Mes travaux de recherche portent sur les conditions permettant l’institutionnalisation de l’économie sociale. Comment alors un paradigme de pensée prétendant s’éloigner du capitalisme s’enracine-t-il dans nos lois et nos modes de vie ? Cela m’amène à étudier ce capitalisme tant vanté. Mais qu’est-ce que cela a à voir avec le climat, vous vous demandez peut-être ? Parce que sa logique fondamentale sont les causes du changement climatique. Compte tenu de ce fait, ainsi que de la précarité, des inégalités et de la « désaffiliation » sociale, la question climatique n’est pas un effet d’entraînement négatif qui doit être traité, elle fait partie intégrante de la manière dont nous produisons, consommons et voyons le monde. Le changement ne peut se produire qu’en combinant les deux faces d’une même médaille : nos comportements individuels et nos actions collectives (politiques et du monde politique), tant institutionnelles que radicales.

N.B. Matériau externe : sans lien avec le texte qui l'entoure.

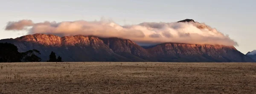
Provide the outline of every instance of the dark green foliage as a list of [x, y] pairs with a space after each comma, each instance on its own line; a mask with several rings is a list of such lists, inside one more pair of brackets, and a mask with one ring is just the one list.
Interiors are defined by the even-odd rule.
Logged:
[[40, 62], [41, 58], [35, 54], [41, 54], [37, 50], [20, 53], [13, 44], [0, 43], [0, 62]]
[[21, 55], [17, 47], [9, 43], [0, 43], [0, 62], [20, 62]]
[[63, 61], [62, 61], [62, 58], [60, 56], [58, 57], [58, 58], [57, 58], [57, 62], [63, 62]]
[[62, 62], [61, 57], [59, 56], [58, 58], [56, 58], [56, 55], [53, 51], [51, 52], [51, 54], [49, 56], [49, 60], [47, 61], [47, 62]]
[[41, 54], [40, 52], [37, 50], [30, 50], [25, 52], [21, 53], [23, 62], [38, 62], [41, 61], [41, 58], [38, 57], [36, 54]]

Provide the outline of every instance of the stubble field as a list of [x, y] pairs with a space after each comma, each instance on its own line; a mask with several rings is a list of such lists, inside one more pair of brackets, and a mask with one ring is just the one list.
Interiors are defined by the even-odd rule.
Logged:
[[256, 94], [256, 64], [0, 63], [0, 94]]

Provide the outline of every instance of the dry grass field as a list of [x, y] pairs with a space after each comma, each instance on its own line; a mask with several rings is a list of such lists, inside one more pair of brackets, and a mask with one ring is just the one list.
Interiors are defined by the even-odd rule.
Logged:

Quant à mes petites contributions, elles ne sont ni très originales ni très radicales : je fais du vélo, j’éduque mes enfants dans un esprit de respect mutuel et de respect de la terre, je m’habille le plus possible de vêtements d’occasion, je me nourris avec les produits d’un supermarché coopératif à but social, j’utilise des couches réutilisables, je tente de sensibiliser aux causes systémiques du changement climatique, je prends le train autant que possible pour participer aux conférences internationales, aux manifestations climatiques…

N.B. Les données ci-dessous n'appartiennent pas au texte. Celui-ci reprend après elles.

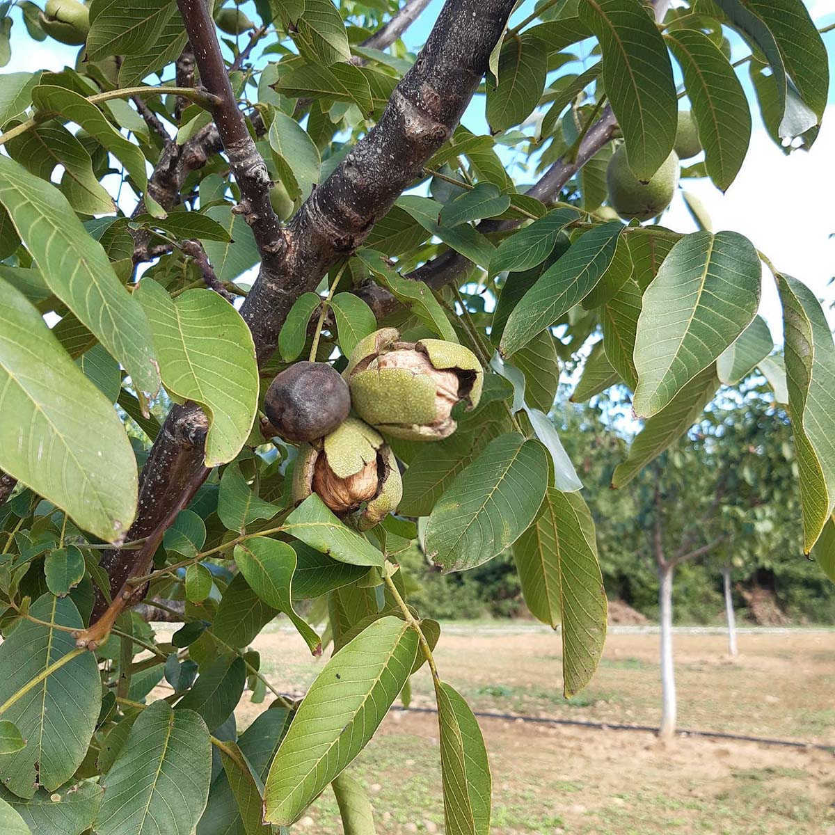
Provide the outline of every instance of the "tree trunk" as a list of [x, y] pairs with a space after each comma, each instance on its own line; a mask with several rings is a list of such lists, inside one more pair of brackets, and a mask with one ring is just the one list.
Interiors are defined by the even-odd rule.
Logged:
[[728, 654], [736, 658], [739, 655], [736, 648], [736, 618], [733, 611], [733, 600], [731, 596], [731, 566], [722, 567], [722, 585], [725, 590], [725, 616], [728, 621]]
[[676, 674], [673, 670], [673, 565], [658, 566], [658, 604], [661, 625], [661, 739], [676, 732]]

L’aspect le plus compliqué de ces choix, outre celui financier (parfois mais pas toujours), est sans doute le fait que l’offre éthique, durable, etc. est encore extrêmement rare. On se retrouve rapidement en « dissonance cognitive » si l’on veut juste prendre une tasse de café. Il est donc essentiel de sensibiliser (dans toute éducation) au fait que l’on peut faire des affaires autrement, de soutenir l’économie sociale (au niveau individuel et politique), de punir les grands pollueurs, de redéfinir collectivement les objectifs de la production et de la distribution du pouvoir…. Lorsqu’on avance l’idée que le système actuel a besoin d’être remanié, les critiques dénoncent rapidement le caractère utopique ou incomplet de certaines propositions. Je crois qu’il faut oser sortir des sentiers battus et renoncer à cet idéal technocratique de la solution clé en main totale. Une solution globale qui, en l’occurrence, semble franchement impossible à concevoir dans son intégralité. Dans quelle démocratie serions-nous si demain quelqu’un proposait un modèle de société pensé de A à Z ?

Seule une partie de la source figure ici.